OK, here's one I think we can all agree on...candy left over from Valentine's day!


----------



## Autumn Myth (Sep 1, 2007)

I can't believe some of you guys! Smarties and Dum Dums are two of my favorites! I always hated that random "office" hard candy and most of the things I wasn't familiar with. Anything other than candy, toys, and soda cans shouldn't be handed out. That's just not halloween! 

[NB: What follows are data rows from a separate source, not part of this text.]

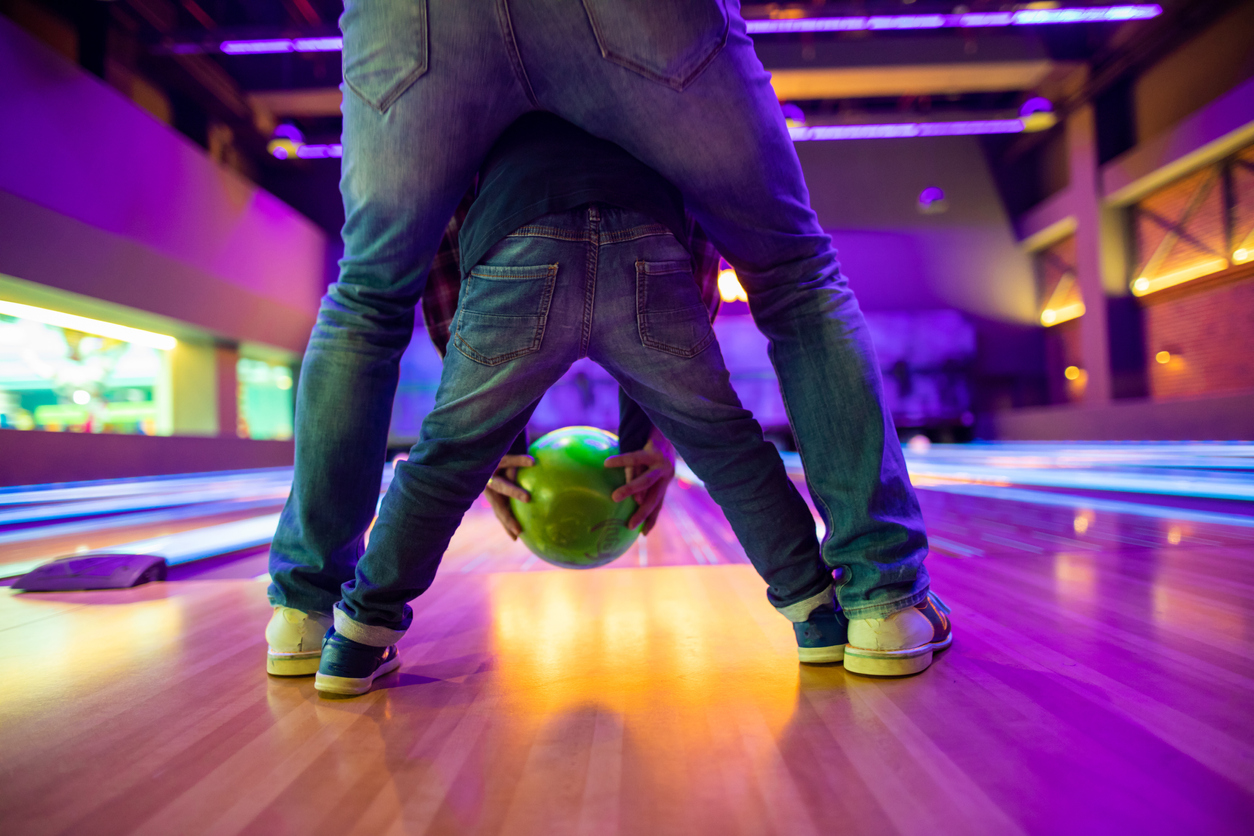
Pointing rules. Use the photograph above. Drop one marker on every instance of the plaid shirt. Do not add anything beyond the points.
(444, 282)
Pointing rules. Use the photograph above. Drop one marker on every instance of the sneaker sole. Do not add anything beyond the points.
(893, 663)
(350, 686)
(820, 654)
(292, 664)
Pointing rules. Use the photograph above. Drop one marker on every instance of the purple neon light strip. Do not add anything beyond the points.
(873, 23)
(908, 129)
(969, 20)
(819, 133)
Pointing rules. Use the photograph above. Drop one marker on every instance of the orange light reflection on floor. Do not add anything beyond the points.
(572, 641)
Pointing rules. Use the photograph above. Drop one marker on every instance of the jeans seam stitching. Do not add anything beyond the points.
(516, 59)
(590, 277)
(470, 352)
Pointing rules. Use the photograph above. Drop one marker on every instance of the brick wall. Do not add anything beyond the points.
(1208, 327)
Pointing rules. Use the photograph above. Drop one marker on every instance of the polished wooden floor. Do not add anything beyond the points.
(1101, 681)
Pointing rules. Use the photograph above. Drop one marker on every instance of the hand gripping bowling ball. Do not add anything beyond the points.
(571, 520)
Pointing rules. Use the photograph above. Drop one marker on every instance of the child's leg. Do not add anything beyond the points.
(518, 330)
(652, 332)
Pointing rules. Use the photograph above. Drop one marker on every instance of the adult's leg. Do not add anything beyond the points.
(518, 329)
(655, 79)
(416, 124)
(652, 332)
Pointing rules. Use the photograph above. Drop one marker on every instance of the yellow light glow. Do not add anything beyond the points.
(88, 326)
(1040, 120)
(1065, 313)
(730, 288)
(1145, 285)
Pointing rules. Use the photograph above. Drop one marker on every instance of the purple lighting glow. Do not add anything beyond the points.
(872, 23)
(276, 45)
(320, 152)
(256, 47)
(968, 20)
(907, 130)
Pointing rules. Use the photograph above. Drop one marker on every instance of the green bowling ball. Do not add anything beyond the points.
(571, 520)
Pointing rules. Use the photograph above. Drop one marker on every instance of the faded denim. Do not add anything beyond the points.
(428, 89)
(617, 287)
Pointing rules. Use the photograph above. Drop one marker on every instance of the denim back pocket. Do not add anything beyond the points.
(384, 48)
(502, 312)
(670, 43)
(669, 308)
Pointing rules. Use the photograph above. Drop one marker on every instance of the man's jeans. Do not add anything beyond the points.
(429, 85)
(597, 282)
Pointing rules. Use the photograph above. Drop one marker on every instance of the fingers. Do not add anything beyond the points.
(637, 458)
(638, 485)
(502, 486)
(648, 506)
(516, 460)
(504, 515)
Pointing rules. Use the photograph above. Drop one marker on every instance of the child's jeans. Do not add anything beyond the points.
(615, 286)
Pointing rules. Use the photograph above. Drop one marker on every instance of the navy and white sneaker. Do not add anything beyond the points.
(820, 638)
(350, 668)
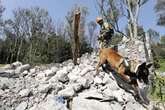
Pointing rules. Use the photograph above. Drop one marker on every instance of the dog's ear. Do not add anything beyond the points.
(143, 65)
(149, 65)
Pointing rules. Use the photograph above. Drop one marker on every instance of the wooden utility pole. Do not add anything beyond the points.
(76, 40)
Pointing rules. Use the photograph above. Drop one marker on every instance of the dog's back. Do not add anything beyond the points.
(111, 56)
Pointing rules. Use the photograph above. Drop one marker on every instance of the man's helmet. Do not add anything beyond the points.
(99, 19)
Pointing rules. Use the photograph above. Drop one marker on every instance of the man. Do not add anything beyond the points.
(106, 33)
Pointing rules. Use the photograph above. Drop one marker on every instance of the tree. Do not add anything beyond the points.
(162, 40)
(91, 29)
(160, 10)
(154, 35)
(128, 8)
(73, 28)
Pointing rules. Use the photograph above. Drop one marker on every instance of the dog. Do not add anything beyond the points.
(119, 64)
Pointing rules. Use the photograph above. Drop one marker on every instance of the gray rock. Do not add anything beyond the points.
(16, 64)
(24, 73)
(134, 106)
(85, 104)
(116, 106)
(77, 87)
(44, 88)
(6, 83)
(67, 92)
(7, 73)
(21, 106)
(22, 68)
(54, 69)
(49, 73)
(24, 92)
(62, 75)
(84, 82)
(51, 104)
(86, 70)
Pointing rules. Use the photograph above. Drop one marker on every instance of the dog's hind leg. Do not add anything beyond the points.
(121, 71)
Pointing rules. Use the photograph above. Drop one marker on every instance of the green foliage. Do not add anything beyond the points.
(162, 65)
(116, 39)
(162, 40)
(157, 89)
(160, 10)
(31, 38)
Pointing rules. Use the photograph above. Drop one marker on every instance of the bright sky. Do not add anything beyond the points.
(58, 10)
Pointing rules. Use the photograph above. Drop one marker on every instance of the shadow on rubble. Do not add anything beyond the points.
(126, 86)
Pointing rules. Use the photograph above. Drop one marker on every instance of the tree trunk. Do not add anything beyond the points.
(19, 50)
(76, 45)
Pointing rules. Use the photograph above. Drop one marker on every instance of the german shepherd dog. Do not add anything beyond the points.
(117, 64)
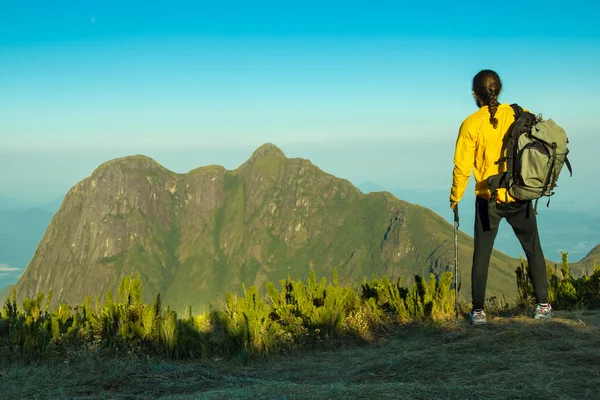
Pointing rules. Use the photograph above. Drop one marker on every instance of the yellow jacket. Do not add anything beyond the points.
(478, 147)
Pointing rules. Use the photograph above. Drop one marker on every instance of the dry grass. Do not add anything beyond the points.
(511, 358)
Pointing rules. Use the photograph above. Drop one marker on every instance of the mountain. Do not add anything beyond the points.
(561, 230)
(3, 293)
(194, 236)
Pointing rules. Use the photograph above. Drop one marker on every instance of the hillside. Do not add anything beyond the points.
(195, 236)
(20, 233)
(586, 265)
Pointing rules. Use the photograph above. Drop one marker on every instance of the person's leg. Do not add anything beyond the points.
(524, 223)
(485, 234)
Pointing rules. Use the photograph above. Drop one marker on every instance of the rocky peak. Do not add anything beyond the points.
(266, 150)
(135, 162)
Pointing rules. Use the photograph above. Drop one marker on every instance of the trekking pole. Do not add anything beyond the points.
(456, 224)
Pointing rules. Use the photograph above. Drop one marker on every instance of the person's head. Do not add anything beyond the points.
(486, 89)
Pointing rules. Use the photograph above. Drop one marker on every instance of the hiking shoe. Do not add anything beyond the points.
(477, 317)
(542, 311)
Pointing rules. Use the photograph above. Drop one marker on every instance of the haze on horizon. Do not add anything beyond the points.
(371, 92)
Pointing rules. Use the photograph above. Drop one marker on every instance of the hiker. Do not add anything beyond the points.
(479, 147)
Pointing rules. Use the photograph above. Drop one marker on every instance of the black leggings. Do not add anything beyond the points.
(521, 218)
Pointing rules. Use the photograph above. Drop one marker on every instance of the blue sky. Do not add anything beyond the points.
(366, 90)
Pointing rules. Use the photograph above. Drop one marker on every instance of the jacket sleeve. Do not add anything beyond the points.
(464, 159)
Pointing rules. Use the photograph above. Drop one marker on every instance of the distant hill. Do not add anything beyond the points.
(3, 293)
(586, 265)
(560, 230)
(195, 236)
(20, 233)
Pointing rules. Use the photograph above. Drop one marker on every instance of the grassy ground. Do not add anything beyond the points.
(510, 358)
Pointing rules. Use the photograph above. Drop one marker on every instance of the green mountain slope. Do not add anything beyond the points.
(194, 236)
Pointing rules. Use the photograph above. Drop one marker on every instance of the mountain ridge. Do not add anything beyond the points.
(196, 235)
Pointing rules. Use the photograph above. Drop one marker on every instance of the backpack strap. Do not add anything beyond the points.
(568, 164)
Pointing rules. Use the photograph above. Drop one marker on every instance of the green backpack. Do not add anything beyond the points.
(535, 151)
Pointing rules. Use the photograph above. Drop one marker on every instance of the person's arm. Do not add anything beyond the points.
(464, 158)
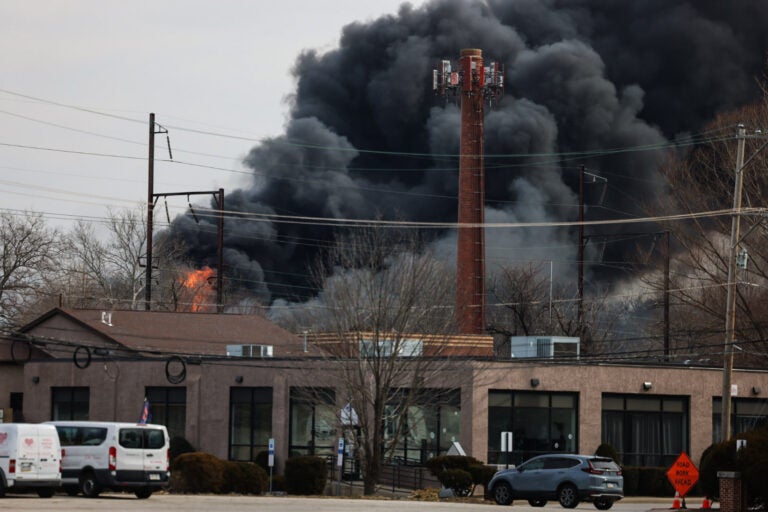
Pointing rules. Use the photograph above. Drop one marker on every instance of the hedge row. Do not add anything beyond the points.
(199, 472)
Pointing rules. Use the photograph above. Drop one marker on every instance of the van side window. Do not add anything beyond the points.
(154, 439)
(130, 438)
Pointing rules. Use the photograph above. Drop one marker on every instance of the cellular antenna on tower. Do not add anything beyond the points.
(476, 85)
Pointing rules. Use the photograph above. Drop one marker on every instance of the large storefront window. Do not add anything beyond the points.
(169, 408)
(70, 403)
(746, 414)
(313, 422)
(645, 430)
(540, 423)
(431, 423)
(250, 422)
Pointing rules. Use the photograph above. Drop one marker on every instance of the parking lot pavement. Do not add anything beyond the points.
(236, 503)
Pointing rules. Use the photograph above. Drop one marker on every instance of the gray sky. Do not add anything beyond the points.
(214, 66)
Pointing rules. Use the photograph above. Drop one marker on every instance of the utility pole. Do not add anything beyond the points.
(730, 314)
(154, 129)
(580, 315)
(150, 212)
(666, 297)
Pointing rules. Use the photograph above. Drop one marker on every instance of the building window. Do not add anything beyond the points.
(250, 422)
(746, 414)
(69, 403)
(169, 408)
(429, 425)
(645, 430)
(540, 423)
(313, 422)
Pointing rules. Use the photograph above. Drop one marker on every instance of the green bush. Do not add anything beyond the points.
(305, 475)
(197, 472)
(457, 480)
(607, 450)
(436, 465)
(178, 446)
(244, 478)
(751, 462)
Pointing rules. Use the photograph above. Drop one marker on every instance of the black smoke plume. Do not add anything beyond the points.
(367, 138)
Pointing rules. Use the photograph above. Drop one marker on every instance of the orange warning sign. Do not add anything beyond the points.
(683, 474)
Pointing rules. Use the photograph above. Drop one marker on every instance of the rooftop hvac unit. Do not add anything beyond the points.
(547, 347)
(252, 351)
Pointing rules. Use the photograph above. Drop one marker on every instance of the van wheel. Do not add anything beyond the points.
(89, 486)
(45, 492)
(143, 494)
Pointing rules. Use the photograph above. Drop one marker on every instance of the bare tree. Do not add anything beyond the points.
(106, 270)
(28, 258)
(388, 316)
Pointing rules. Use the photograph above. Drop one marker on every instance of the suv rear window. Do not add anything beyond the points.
(604, 464)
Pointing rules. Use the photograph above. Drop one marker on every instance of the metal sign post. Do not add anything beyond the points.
(271, 461)
(506, 445)
(340, 463)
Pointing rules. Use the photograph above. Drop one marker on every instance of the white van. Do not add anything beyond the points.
(30, 458)
(126, 457)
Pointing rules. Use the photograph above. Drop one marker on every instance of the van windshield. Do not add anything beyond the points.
(78, 436)
(151, 439)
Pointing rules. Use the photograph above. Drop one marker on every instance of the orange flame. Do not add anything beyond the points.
(198, 284)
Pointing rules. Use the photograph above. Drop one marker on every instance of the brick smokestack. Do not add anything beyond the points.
(470, 261)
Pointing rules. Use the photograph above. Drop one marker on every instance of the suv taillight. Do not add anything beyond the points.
(592, 470)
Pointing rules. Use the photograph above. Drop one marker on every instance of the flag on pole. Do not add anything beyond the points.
(146, 413)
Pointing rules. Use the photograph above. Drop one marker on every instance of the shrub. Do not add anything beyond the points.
(178, 446)
(305, 475)
(244, 478)
(197, 472)
(607, 450)
(752, 463)
(457, 480)
(436, 465)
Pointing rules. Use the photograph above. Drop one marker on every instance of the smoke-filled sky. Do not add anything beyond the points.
(367, 138)
(325, 109)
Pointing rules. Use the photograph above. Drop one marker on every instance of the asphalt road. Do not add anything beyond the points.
(215, 503)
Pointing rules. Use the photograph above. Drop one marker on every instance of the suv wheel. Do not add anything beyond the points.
(143, 493)
(603, 504)
(568, 496)
(502, 493)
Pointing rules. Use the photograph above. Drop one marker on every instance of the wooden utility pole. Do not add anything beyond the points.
(150, 212)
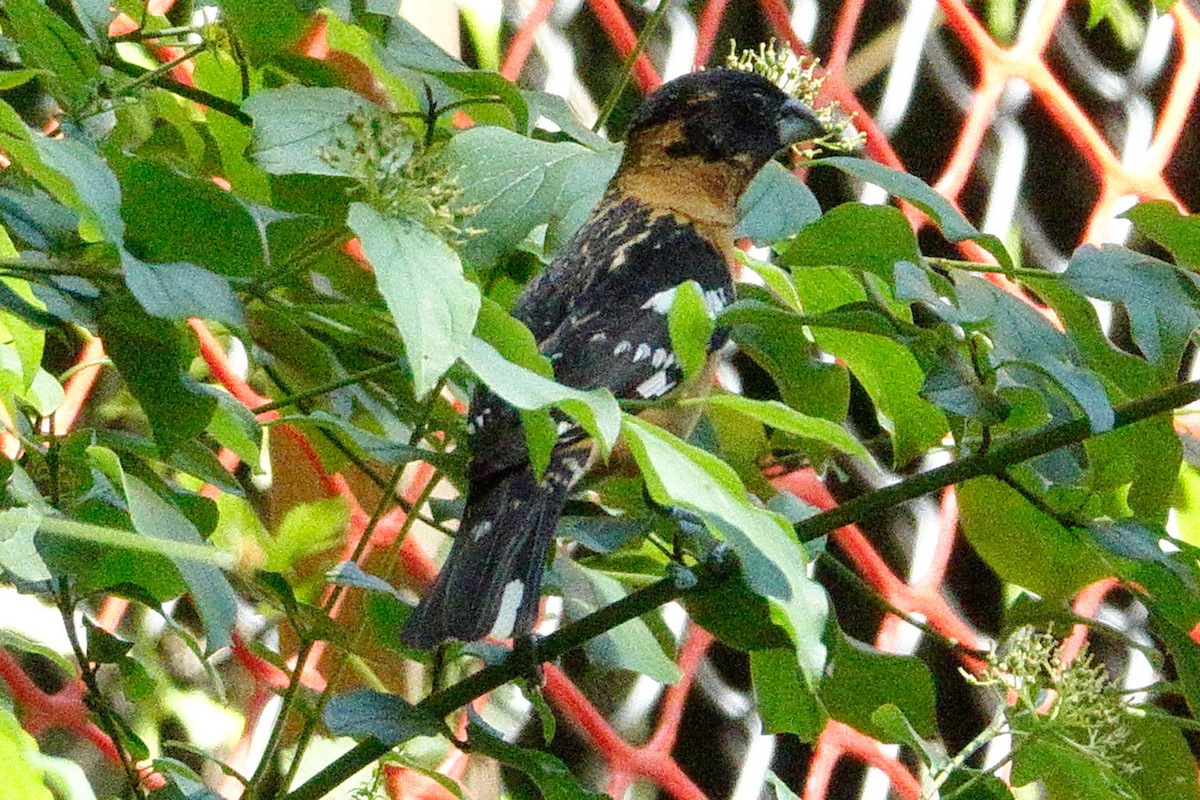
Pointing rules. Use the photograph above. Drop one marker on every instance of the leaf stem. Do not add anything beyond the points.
(142, 35)
(163, 80)
(994, 461)
(324, 389)
(441, 703)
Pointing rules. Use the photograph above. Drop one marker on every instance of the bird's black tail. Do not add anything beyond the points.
(491, 582)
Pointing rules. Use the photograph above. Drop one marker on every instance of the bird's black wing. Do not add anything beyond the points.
(600, 316)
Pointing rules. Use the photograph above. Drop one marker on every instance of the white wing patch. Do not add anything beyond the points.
(657, 385)
(661, 301)
(510, 602)
(715, 301)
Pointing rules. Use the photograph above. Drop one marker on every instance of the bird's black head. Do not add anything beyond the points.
(724, 115)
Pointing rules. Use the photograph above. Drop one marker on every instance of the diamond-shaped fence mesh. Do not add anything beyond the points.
(1043, 126)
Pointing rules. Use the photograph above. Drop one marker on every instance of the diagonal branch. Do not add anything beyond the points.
(642, 601)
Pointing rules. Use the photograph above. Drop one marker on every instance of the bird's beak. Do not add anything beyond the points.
(797, 122)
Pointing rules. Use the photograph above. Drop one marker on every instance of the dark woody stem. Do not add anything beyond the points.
(642, 601)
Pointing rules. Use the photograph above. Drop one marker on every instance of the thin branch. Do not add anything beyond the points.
(442, 703)
(172, 85)
(642, 601)
(994, 461)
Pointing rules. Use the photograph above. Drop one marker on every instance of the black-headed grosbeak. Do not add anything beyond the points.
(599, 313)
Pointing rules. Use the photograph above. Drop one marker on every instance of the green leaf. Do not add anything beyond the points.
(595, 409)
(18, 143)
(772, 560)
(910, 187)
(295, 124)
(1165, 767)
(421, 280)
(690, 326)
(489, 86)
(893, 379)
(173, 217)
(785, 701)
(1134, 469)
(235, 427)
(153, 355)
(210, 590)
(1066, 773)
(511, 338)
(181, 290)
(13, 78)
(389, 719)
(777, 415)
(1023, 545)
(737, 615)
(515, 184)
(630, 645)
(21, 761)
(862, 679)
(1161, 299)
(265, 28)
(93, 193)
(307, 528)
(365, 443)
(775, 341)
(48, 43)
(870, 238)
(1023, 338)
(777, 281)
(550, 775)
(18, 555)
(774, 206)
(1179, 233)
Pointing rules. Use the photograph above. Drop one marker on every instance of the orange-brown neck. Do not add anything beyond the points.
(706, 192)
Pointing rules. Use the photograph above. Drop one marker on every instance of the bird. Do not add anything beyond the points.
(599, 314)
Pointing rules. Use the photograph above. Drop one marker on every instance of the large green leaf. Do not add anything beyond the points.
(1179, 233)
(1025, 340)
(210, 590)
(1162, 300)
(154, 355)
(21, 761)
(167, 290)
(862, 679)
(389, 719)
(295, 125)
(785, 701)
(47, 42)
(173, 217)
(630, 645)
(421, 281)
(871, 238)
(774, 206)
(783, 417)
(514, 184)
(595, 409)
(1021, 543)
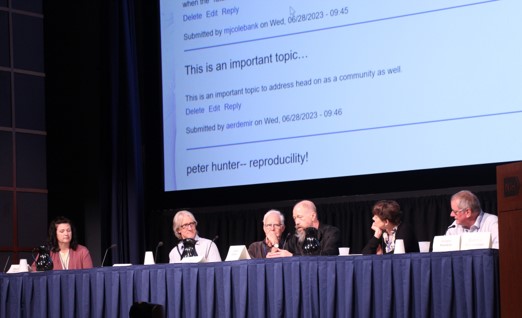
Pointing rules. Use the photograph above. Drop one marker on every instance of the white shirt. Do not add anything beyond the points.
(484, 223)
(204, 247)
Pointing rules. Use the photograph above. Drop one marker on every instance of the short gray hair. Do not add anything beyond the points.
(281, 216)
(176, 222)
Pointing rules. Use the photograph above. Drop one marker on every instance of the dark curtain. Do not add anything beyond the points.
(125, 135)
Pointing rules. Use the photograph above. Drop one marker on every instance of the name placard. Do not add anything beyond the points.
(237, 252)
(193, 259)
(475, 240)
(446, 243)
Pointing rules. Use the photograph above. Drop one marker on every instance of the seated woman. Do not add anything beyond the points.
(388, 228)
(65, 251)
(184, 226)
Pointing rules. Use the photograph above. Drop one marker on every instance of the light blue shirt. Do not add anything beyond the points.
(485, 223)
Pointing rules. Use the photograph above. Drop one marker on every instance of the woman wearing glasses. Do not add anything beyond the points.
(184, 226)
(274, 226)
(388, 227)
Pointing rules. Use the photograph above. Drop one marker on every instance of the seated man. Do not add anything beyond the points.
(305, 216)
(274, 226)
(469, 217)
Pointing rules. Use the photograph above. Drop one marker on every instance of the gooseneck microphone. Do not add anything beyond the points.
(7, 262)
(160, 244)
(286, 239)
(104, 256)
(210, 245)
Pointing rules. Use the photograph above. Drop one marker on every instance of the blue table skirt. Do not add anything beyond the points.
(452, 284)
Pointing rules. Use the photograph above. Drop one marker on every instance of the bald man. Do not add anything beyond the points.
(305, 216)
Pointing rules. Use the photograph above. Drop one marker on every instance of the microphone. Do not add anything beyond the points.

tonanderson, I really want to buy a bag of those orange and black candies now! I love Mary Janes (I think that's the name) so maybe they are similar?


----------



## LawP (Dec 4, 2007)

Not fond of those halloween foil wrapped "chocolate" discs from random no-name candy makers. Absolutely no flavor.


----------



## Deadview (Aug 9, 2011)

How bout the penny ! One old lady down the street would give out a penny to each kid that came by her house and would tell them that if you collected a penny from each house you stopped at each year for the next ten years, you would have enough money to go to college and you would also be saving your teeth. OH BROTHER !


----------



## UnOrthodOx (Apr 24, 2007)

From my childhood, the guy that gave out pennies usually ended up with the apples that were given next door smashed all over his yard/driveway. 

The only thing I can say I truly hate, however, are those wax lip things. Bleh. They're worse than candy corn...

I've never even SEEN the orange and black peanut things. Gonna have to find some.


----------



## RCIAG (Jul 19, 2010)

HallowTeen said:


> tonanderson, I really want to buy a bag of those orange and black candies now! I love Mary Janes (I think that's the name) so maybe they are similar?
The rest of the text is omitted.